ITKarma picture

Here you will find a list of materials published in June in English. All of them are written without undue academicism, contain code examples and links to non-empty repositories. Most of the technologies mentioned are in the public domain and do not require heavy-duty iron for testing.

Image GPT

Open AI decided that since the transformer model, which was trained on the text, is able to generate coherent complete sentences, then if the model is trained on sequences of pixels, it will be able to generate augmented images. Open AI demonstrate how high-quality sampling and accurate classification of images allows the created model to compete with the best convolutional models in an unattended learning environment.

ITKarma picture

Face depixelizer

A month ago, we were given the opportunity to play with tool , which with the help of a machine learning model makes beautiful pixel art out of portraits. This is fun, but it’s hard to imagine the wide scope of this technology. But the tool, which produces the opposite effect, was immediately very interested in the public. Using a facial depixelizer, in theory it will be possible to establish a person’s identity by video recording from outdoor surveillance cameras.
ITKarma picture


If working with pixel images is not enough, and you need to compose a photo with a portrait of a person using a primitive outline, then a DNN-based tool has already appeared for this. According to the creators, only general styles are needed, and not professional sketches - the model itself will restore the person’s face, which will coincide with the outline. The system was created using the Jittor framework, as the creators promise, the source code on Pytorch will also be added to the project repository soon.

ITKarma picture


With face reconstructions figured out, what about the rest of the body? Thanks to the development of DNN, 3D modeling of a human figure based on a two-dimensional photo has become possible. The main limitation was due to the fact that accurate forecasts require analysis of a wide context and high-resolution source data. The multi-level architecture of the model and the ability for end-to-end learning will help solve this problem. At the first level, to save resources, the whole image is analyzed in low resolution. After this, the context is formed, and at a more detailed level, the model evaluates the geometry by analyzing a high-resolution image.

ITKarma picture


Many of the things that surround us consist of cycles of varying periodicity. Often, in order to understand the essence of a phenomenon, it is necessary to analyze information about its recurring manifestations. Given the capabilities of video recording, it is no longer difficult to record repetitions, the problem was their calculation. The method of frame-by-frame comparison of pixel densities in a frame was often not suitable due to camera shake or obstruction by objects, as well as a sharp difference in scale and shape when approaching and moving away. Now this problem is solved by a model developed by Google. It identifies repetitive actions in the video, including those that were not used in training.As a result, the model returns data on the frequency of repetitive actions recognized on the video. Cola is already available .

ITKarma picture

SPICE model

Previously, in order to determine the pitch, you had to rely on manually-created complex signal processing algorithms. The biggest difficulty was to separate the sound being studied from the background noise or the sound of accommodating instruments. Now a pre-trained model is available for this task, which determines high and low frequencies. The model is available for use on the web and on mobile devices.

Social distance detector

A case for creating a program with which you can monitor whether people observe social distance. The author tells in detail how he chose a pre-trained model, how he coped with the task of recognizing people, and how, using OpenCV, he converted the image into an orthographic projection in order to calculate the distance between people. You can also read more about the source code of the project.

ITKarma picture

Recognition of sample documents

Today, there are thousands of variations of the most common template documents such as receipts, bills and checks. Existing automated systems that are designed to work with a very limited type of template. Google suggests using machine learning for this. The article discusses the architecture of the model and the results of the data. Soon, the tool will become part of the Document AI service.
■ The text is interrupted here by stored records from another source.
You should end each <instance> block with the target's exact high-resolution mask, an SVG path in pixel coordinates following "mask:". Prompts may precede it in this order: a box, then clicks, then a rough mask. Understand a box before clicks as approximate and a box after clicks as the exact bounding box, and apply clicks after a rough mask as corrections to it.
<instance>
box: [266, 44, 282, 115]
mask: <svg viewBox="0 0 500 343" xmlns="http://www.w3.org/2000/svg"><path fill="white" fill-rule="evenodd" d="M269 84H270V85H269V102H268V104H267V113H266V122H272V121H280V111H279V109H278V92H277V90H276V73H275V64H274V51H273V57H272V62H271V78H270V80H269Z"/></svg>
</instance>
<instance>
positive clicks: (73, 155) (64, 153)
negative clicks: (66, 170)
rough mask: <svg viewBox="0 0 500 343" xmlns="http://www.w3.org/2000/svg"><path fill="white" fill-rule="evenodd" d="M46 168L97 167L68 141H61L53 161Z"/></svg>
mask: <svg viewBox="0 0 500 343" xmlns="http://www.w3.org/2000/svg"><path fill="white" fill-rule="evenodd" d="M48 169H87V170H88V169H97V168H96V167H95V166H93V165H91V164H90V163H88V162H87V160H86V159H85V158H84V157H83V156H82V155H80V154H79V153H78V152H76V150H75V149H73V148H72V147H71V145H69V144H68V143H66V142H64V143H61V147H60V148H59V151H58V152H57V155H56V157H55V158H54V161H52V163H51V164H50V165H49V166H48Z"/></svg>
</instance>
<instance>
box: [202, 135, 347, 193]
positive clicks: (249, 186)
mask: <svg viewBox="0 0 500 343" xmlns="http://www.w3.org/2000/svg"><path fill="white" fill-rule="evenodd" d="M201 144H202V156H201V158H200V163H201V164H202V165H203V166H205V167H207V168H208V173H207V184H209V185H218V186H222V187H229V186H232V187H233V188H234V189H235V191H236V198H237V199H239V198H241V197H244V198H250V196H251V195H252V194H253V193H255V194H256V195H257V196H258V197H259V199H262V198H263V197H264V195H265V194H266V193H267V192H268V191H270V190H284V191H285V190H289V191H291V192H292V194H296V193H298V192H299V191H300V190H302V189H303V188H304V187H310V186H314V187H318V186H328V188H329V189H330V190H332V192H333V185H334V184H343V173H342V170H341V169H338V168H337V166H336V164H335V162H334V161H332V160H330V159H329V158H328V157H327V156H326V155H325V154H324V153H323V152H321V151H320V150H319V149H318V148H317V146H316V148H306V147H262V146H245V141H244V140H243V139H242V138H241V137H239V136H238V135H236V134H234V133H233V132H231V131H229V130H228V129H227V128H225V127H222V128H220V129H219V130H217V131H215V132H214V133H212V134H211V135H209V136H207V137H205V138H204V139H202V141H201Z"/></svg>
How to create a scalable Pipeline of development and deployment of machine learning algorithms for contactless retail

Israeli startup Trigo shares its experience of using machine learning and computer vision for take-and-go retail. The company is a supplier of a system that allows stores to operate without a cash register. The authors tell what tasks they faced and explain why they chose PyTorch as a framework for machine learning, Allegro AI Trains for infrastructure and how they managed to set up the development process.

That's all, thank you for your attention !.